Normally, I spurn picture books written by celebrities, be they actors or royalty or what have you. If it’s a person in the headlines, I quite assume they could not possibly write a worthy picture book. The only exception on my shelves, I believe (and I realize there are other exceptions! Feel free to leave titles in the comments.) is The Sandwich Swap by Her Majesty Queen Rania Al Abdullah with Kelly Depucchio, illustrated by Tricia Tusa.
I adore this book and have read it to many groups of kids. It’s about two best friends, Salma and Lily, who do most everything together — they draw, they swing, they jump rope. And every day they eat lunch together — Lilly always has a peanut butter and jelly sandwich on squishy white bread, and Salma always has a hummus sandwich on pita bread. Secretly, they each find their friend’s choice of sandwich mystifying. Gooey peanut paste? Ew Gross! Icky chickpea paste? Ew yuck! But they don’t say this to each other.
Until one day they do. Lily blurts out her feelings about Salma’s sandwich.
Salma frowned. She looked down at the thin, soft bread, and she thought of her beautiful, smiling mother as she carefully cut Salma’s sandwich in two neat halves that morning.
The next line is the most brilliant in the book, I think: Her hurt feelings turned to mad.
Isn’t that how it goes? Once, when I read this in story time a little boy smacked his forehead with his hands and said, “Oh no!”
Oh no, is right — Salma snaps back with hurtful words about the grossness and offensive smell of Lily’s sandwich.
Lily looked surprised. She sniffed the thick, squishy bread, and she thought of her dad in his silly apron, whistling as he cut Lily’s sandwich into two perfect triangles that morning.
Well, the disagreement is personal and hurtful, and the friends part ways after a few more hurtful exchanges. No more picture drawing, swinging, and jump roping. They don’t eat together, they don’t talk…and the pictures are exquisite — two deflated girls without their best friend.
Meanwhile…the story spread and everyone in the lunchroom began to choose sides around the peanut butter and hummus sandwiches.
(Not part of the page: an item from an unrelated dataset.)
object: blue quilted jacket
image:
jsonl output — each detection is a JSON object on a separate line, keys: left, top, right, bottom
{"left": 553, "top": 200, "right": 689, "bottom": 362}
Pretty soon the rude insults had nothing at all to do with peanut butter or hummus.
“That’s so dumb!” said one outraged girl I was reading to. I nodded vaguely and turned the page to the two-page spread of a food fight right there in the lunchroom. “See!” said the girl. She held her head as if she had the worst headache.
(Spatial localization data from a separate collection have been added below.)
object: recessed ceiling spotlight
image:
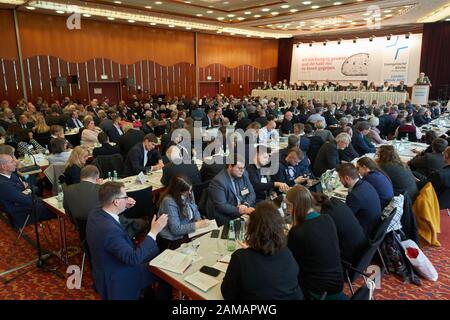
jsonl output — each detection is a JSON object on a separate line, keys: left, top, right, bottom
{"left": 446, "top": 18, "right": 450, "bottom": 21}
{"left": 113, "top": 1, "right": 121, "bottom": 4}
{"left": 246, "top": 35, "right": 251, "bottom": 37}
{"left": 217, "top": 17, "right": 224, "bottom": 20}
{"left": 185, "top": 1, "right": 191, "bottom": 3}
{"left": 244, "top": 11, "right": 252, "bottom": 15}
{"left": 185, "top": 27, "right": 191, "bottom": 30}
{"left": 311, "top": 5, "right": 320, "bottom": 9}
{"left": 207, "top": 10, "right": 214, "bottom": 14}
{"left": 155, "top": 1, "right": 163, "bottom": 5}
{"left": 56, "top": 10, "right": 65, "bottom": 14}
{"left": 237, "top": 17, "right": 245, "bottom": 21}
{"left": 108, "top": 17, "right": 115, "bottom": 20}
{"left": 83, "top": 14, "right": 91, "bottom": 17}
{"left": 254, "top": 15, "right": 261, "bottom": 18}
{"left": 261, "top": 8, "right": 270, "bottom": 12}
{"left": 333, "top": 2, "right": 342, "bottom": 5}
{"left": 281, "top": 5, "right": 290, "bottom": 9}
{"left": 26, "top": 6, "right": 35, "bottom": 10}
{"left": 303, "top": 1, "right": 312, "bottom": 5}
{"left": 145, "top": 6, "right": 152, "bottom": 9}
{"left": 128, "top": 20, "right": 135, "bottom": 23}
{"left": 385, "top": 14, "right": 393, "bottom": 17}
{"left": 150, "top": 22, "right": 156, "bottom": 25}
{"left": 227, "top": 14, "right": 235, "bottom": 17}
{"left": 168, "top": 24, "right": 175, "bottom": 27}
{"left": 384, "top": 10, "right": 392, "bottom": 13}
{"left": 350, "top": 22, "right": 357, "bottom": 25}
{"left": 271, "top": 12, "right": 279, "bottom": 15}
{"left": 290, "top": 9, "right": 299, "bottom": 13}
{"left": 196, "top": 14, "right": 203, "bottom": 17}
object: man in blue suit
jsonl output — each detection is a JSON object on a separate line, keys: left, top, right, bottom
{"left": 337, "top": 163, "right": 381, "bottom": 238}
{"left": 123, "top": 133, "right": 164, "bottom": 176}
{"left": 86, "top": 181, "right": 168, "bottom": 300}
{"left": 352, "top": 121, "right": 376, "bottom": 156}
{"left": 0, "top": 145, "right": 55, "bottom": 229}
{"left": 66, "top": 110, "right": 84, "bottom": 129}
{"left": 206, "top": 154, "right": 256, "bottom": 226}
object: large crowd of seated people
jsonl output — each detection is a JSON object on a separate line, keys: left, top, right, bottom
{"left": 0, "top": 91, "right": 449, "bottom": 300}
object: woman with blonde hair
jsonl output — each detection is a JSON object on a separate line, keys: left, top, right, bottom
{"left": 32, "top": 113, "right": 51, "bottom": 147}
{"left": 61, "top": 146, "right": 89, "bottom": 185}
{"left": 286, "top": 185, "right": 345, "bottom": 300}
{"left": 81, "top": 116, "right": 100, "bottom": 148}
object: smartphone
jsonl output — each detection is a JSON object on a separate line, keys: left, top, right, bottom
{"left": 210, "top": 229, "right": 220, "bottom": 238}
{"left": 199, "top": 266, "right": 220, "bottom": 277}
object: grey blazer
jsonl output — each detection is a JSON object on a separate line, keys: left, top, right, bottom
{"left": 63, "top": 181, "right": 101, "bottom": 221}
{"left": 157, "top": 195, "right": 201, "bottom": 241}
{"left": 206, "top": 168, "right": 256, "bottom": 226}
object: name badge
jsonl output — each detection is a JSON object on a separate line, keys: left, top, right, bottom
{"left": 241, "top": 188, "right": 250, "bottom": 196}
{"left": 261, "top": 176, "right": 268, "bottom": 183}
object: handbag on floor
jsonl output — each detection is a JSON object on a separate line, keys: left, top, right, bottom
{"left": 401, "top": 239, "right": 438, "bottom": 281}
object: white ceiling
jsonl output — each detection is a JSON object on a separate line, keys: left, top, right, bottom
{"left": 3, "top": 0, "right": 450, "bottom": 38}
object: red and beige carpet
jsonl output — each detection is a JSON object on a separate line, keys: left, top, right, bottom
{"left": 0, "top": 211, "right": 449, "bottom": 300}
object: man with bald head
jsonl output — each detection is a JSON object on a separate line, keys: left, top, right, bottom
{"left": 280, "top": 111, "right": 295, "bottom": 135}
{"left": 0, "top": 145, "right": 55, "bottom": 228}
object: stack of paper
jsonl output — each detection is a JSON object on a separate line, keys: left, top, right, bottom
{"left": 184, "top": 271, "right": 220, "bottom": 292}
{"left": 218, "top": 254, "right": 232, "bottom": 264}
{"left": 188, "top": 219, "right": 219, "bottom": 238}
{"left": 149, "top": 249, "right": 193, "bottom": 274}
{"left": 212, "top": 262, "right": 228, "bottom": 273}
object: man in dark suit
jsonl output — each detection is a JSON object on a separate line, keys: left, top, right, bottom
{"left": 396, "top": 81, "right": 408, "bottom": 92}
{"left": 337, "top": 163, "right": 381, "bottom": 237}
{"left": 206, "top": 154, "right": 256, "bottom": 226}
{"left": 123, "top": 133, "right": 163, "bottom": 176}
{"left": 86, "top": 181, "right": 168, "bottom": 300}
{"left": 118, "top": 124, "right": 145, "bottom": 158}
{"left": 274, "top": 147, "right": 313, "bottom": 187}
{"left": 0, "top": 145, "right": 55, "bottom": 229}
{"left": 314, "top": 133, "right": 351, "bottom": 177}
{"left": 430, "top": 146, "right": 450, "bottom": 209}
{"left": 93, "top": 132, "right": 121, "bottom": 158}
{"left": 101, "top": 114, "right": 123, "bottom": 143}
{"left": 293, "top": 123, "right": 310, "bottom": 153}
{"left": 202, "top": 110, "right": 215, "bottom": 129}
{"left": 280, "top": 111, "right": 295, "bottom": 135}
{"left": 352, "top": 121, "right": 376, "bottom": 156}
{"left": 160, "top": 146, "right": 201, "bottom": 186}
{"left": 66, "top": 110, "right": 84, "bottom": 129}
{"left": 409, "top": 138, "right": 447, "bottom": 178}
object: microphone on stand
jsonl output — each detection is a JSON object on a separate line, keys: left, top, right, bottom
{"left": 17, "top": 148, "right": 41, "bottom": 175}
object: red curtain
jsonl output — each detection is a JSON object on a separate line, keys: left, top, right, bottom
{"left": 420, "top": 22, "right": 450, "bottom": 99}
{"left": 277, "top": 38, "right": 294, "bottom": 83}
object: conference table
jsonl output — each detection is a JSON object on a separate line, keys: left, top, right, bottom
{"left": 251, "top": 89, "right": 409, "bottom": 105}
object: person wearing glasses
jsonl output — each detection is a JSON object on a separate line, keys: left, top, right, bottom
{"left": 86, "top": 181, "right": 169, "bottom": 300}
{"left": 0, "top": 144, "right": 55, "bottom": 229}
{"left": 156, "top": 176, "right": 209, "bottom": 250}
{"left": 206, "top": 153, "right": 256, "bottom": 226}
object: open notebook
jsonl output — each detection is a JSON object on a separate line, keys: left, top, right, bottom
{"left": 184, "top": 271, "right": 220, "bottom": 292}
{"left": 149, "top": 249, "right": 193, "bottom": 274}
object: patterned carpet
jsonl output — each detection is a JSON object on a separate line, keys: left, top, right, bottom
{"left": 0, "top": 210, "right": 448, "bottom": 300}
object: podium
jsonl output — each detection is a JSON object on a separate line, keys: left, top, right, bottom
{"left": 411, "top": 85, "right": 430, "bottom": 105}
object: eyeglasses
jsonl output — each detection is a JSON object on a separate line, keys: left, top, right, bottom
{"left": 115, "top": 196, "right": 129, "bottom": 200}
{"left": 234, "top": 166, "right": 245, "bottom": 171}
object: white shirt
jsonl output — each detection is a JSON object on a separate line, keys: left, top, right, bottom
{"left": 142, "top": 143, "right": 148, "bottom": 167}
{"left": 0, "top": 173, "right": 12, "bottom": 179}
{"left": 114, "top": 124, "right": 123, "bottom": 135}
{"left": 259, "top": 126, "right": 279, "bottom": 143}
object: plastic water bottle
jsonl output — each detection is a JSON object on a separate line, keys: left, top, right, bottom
{"left": 227, "top": 220, "right": 236, "bottom": 252}
{"left": 107, "top": 171, "right": 112, "bottom": 181}
{"left": 45, "top": 145, "right": 50, "bottom": 155}
{"left": 113, "top": 170, "right": 118, "bottom": 181}
{"left": 57, "top": 183, "right": 63, "bottom": 208}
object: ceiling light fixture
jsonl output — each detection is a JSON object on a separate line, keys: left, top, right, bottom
{"left": 281, "top": 5, "right": 290, "bottom": 9}
{"left": 56, "top": 10, "right": 64, "bottom": 14}
{"left": 290, "top": 9, "right": 299, "bottom": 13}
{"left": 128, "top": 19, "right": 135, "bottom": 23}
{"left": 261, "top": 8, "right": 270, "bottom": 12}
{"left": 145, "top": 6, "right": 152, "bottom": 9}
{"left": 26, "top": 6, "right": 35, "bottom": 10}
{"left": 254, "top": 15, "right": 261, "bottom": 18}
{"left": 244, "top": 11, "right": 252, "bottom": 15}
{"left": 311, "top": 5, "right": 320, "bottom": 10}
{"left": 271, "top": 12, "right": 279, "bottom": 15}
{"left": 83, "top": 13, "right": 91, "bottom": 17}
{"left": 30, "top": 1, "right": 291, "bottom": 38}
{"left": 303, "top": 1, "right": 312, "bottom": 5}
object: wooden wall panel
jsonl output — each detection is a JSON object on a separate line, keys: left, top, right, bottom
{"left": 18, "top": 12, "right": 194, "bottom": 66}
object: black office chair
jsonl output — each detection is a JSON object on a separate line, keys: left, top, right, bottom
{"left": 91, "top": 154, "right": 124, "bottom": 179}
{"left": 123, "top": 186, "right": 154, "bottom": 219}
{"left": 343, "top": 208, "right": 396, "bottom": 295}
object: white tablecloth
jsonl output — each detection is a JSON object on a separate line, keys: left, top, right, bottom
{"left": 251, "top": 89, "right": 409, "bottom": 105}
This is how wars start, people! Interestingly, every time I look for this book on my shelf I’m looking for the title “The Sandwich War” and am then reminded that the actual title is more…peaceful. As is the book in the end.
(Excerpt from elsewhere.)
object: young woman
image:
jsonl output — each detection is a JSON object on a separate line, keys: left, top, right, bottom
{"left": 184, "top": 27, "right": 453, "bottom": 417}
Salma and Lily come to their senses as pudding cups and carrot sticks whip past their heads. They’re required to help clean up the mess and they’re sent to the principal’s office, as well. Again, the illustrations carry the feelings — two small girls, made smaller by all that has happened.
The next day, brave Salma sits down across from Lily at lunch. In return, Lily works up the courage to ask Salma if she’d like to try her peanut butter and jelly sandwich. A swap occurs, as well as glad exclamations of the yumminess of each others sandwiches.
The girls hatch a plan, which is depicted entirely in a gorgeous pull-out three page spread.
When I read this to kids, we looks at all the flags and try to identify them. We wonder what food was brought to represent each country. I’ve always wanted to have such a potluck after the book, but although I’ve been to such potlucks, I never seem to have the book with me at the right time. Perhaps I just need to carry it around in my purse… Or create such an event!